Słowa premiera Mateusza Morawieckiego, które padły podczas sobotniego spotkania z młodzieżą odbiły się szerokim echem. Premier skarżył się, że import gazu z Norwegii jest niezwykle kosztowny, a kraj ten czerpie nadmierne zyski, wręcz „żeruje” na sytuacji „po wywołanej przez Putina wojnie”. Morawiecki ocenił, że Norwegowie powinni się podzielić. Na słowa szefa polskiego rządu zareagowały władze Norwegii.
Według premiera Mateusza Morawieckiego Norwegia powinna się dzielić zyskami z importu gazu innymi państwami, w tym z Ukrainą. – Nadmiarowe zyski Norwegii, małego pięciomilionowego państwa, z ropy i z gazu przekroczą sto miliardów euro. Powinni się podzielić tym gigantycznym zyskiem – powiedział premier Mateusz Morawiecki podczas Ogólnopolskiego Kongresu Dialogu Młodzieżowego.
Polityk PiS zwrócił się też do „drogich norweskich przyjaciół”. – To nie jest sprawiedliwe. To jest również żerowanie – niechcący oczywiście, bo to nie jest wina przecież Norwegii, ta wojna na Ukrainie – ale to jest pośrednie żerowanie na wywołanej przez Putina wojnie – stwierdził Morawiecki.
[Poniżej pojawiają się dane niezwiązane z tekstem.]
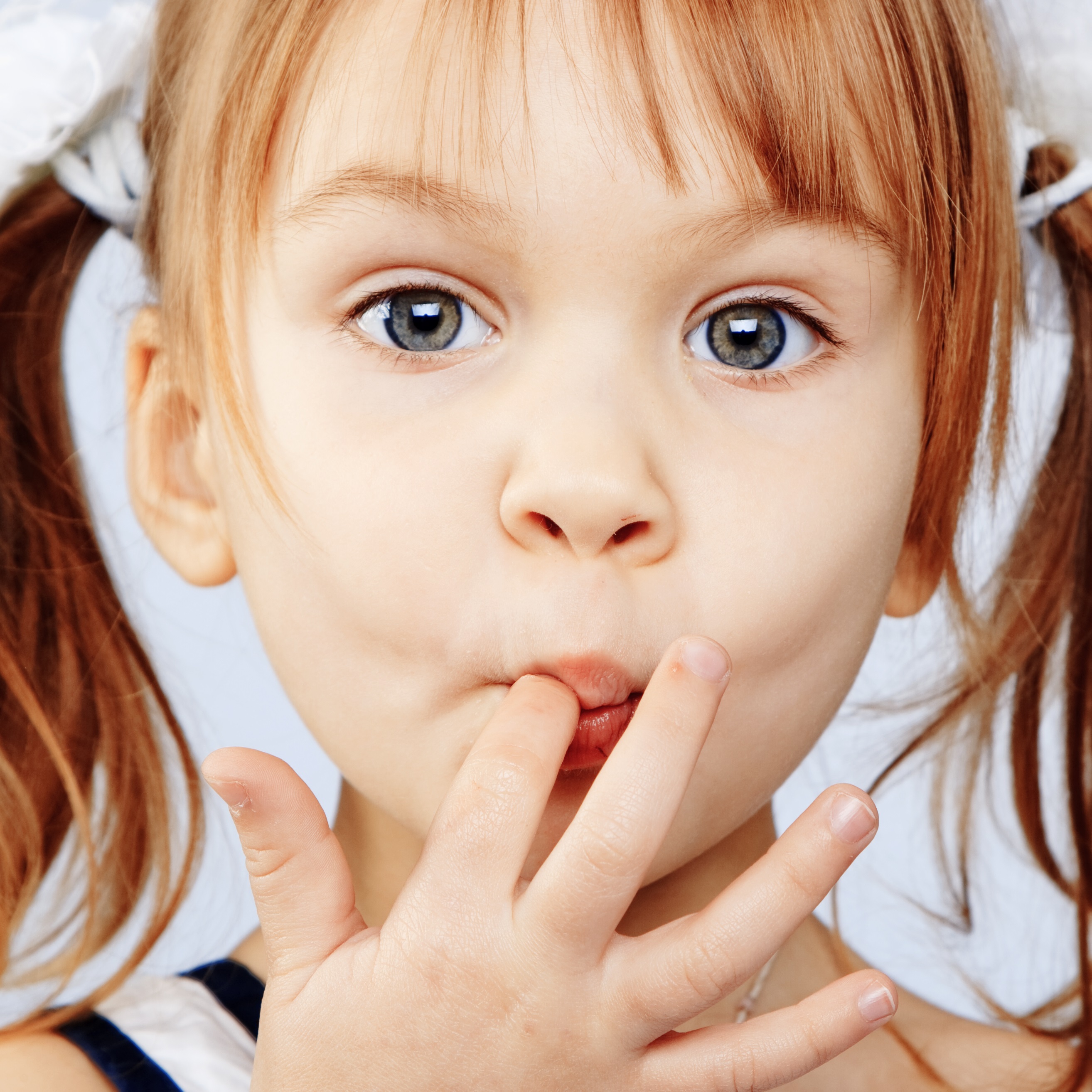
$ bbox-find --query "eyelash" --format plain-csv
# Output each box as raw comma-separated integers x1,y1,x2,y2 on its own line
342,280,845,390
689,292,846,391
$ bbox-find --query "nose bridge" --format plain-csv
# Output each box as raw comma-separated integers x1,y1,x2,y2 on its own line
500,367,675,565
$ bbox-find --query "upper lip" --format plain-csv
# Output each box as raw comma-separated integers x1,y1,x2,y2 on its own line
520,654,644,710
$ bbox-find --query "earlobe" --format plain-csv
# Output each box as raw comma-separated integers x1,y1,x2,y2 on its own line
883,541,941,618
125,307,235,586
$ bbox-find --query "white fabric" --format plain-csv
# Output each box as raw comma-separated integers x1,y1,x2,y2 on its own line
0,0,152,203
96,974,254,1092
1008,110,1092,228
52,115,148,236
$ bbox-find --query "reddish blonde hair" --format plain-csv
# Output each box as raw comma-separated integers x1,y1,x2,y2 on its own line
6,0,1092,1089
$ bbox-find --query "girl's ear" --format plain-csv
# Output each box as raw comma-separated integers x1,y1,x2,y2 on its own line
125,307,235,586
883,541,941,618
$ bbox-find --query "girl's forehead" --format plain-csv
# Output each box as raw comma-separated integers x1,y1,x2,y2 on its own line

Na wypowiedź polskiego premiera zareagował norweski dziennik Verdens Gan, który zwrócił się do Ministerstwa Spraw Zagranicznych o ustosunkowanie się do krytyki ze strony polskiego premiera. Norweska sekretarz stanu Eivind Vad Petersson w swojej odpowiedzi podała, że zwiększone przychody ze sprzedaży ropy naftowej i gazu trafiają głównie bezpośrednio do Rządowego Funduszu Emerytalnego. „Choć w wyniku wojny na Ukrainie wzrosły dochody z ropy naftowej, to wartość funduszu spadła o około 550 miliardów koron norweskich od nowego roku, częściowo z powodu spadków na giełdzie” – podała przedstawicielka norweskiego ministerstwa. Petersson podkreśliła również, że norweska gospodarka i norwescy konsumenci odczują wzrost cen energii elektrycznej i benzyny.
Zarzuty dotyczące przychodów z norweskiego gazu skomentowała także Berit Lindeman z Komitetu Helsińskiego na rzecz praw człowieka w Europie, która poinformowała, że „wciąż nie jest jasne, jak duża część norweskiej pomocy rozwojowej zostanie przeznaczona na finansowanie potrzeb przybywających do Norwegii uchodźców”.
Lindeman dodała też, że dochody Norwegii ze sprzedaży z gazu mogą być w tym roku nawet sześciokrotnie wyższe, niż wcześniej szacowane przez rząd. – Norwegię stać na przyjęcie uchodźców, możemy pochwalić się dodatkowymi dochodami w wyniku wojny, jest wiele krajów, które nie mogą – poinformowałą Berit Lindeman cytowana przez Verdens Gan.
– Polska ma rację i jako sąsiad Ukrainy ma pewne moralne prawo do komentowania tego – mówi Lindeman. Od wybuchu wojny pod koniec lutego Polska przyjęła miliony ukraińskich uchodźców. Lindeman podkreśliła, że Norwegia zarabia nie tylko na toczącej się na Ukrainie wojnie, ale także na innych konfliktach, ponieważ wojna i pokój mają wpływ na ceny ropy. – Sensacją jest to, że jednocześnie obcinają pomoc dla praw człowieka i ONZ – dodała Berit Lindeman.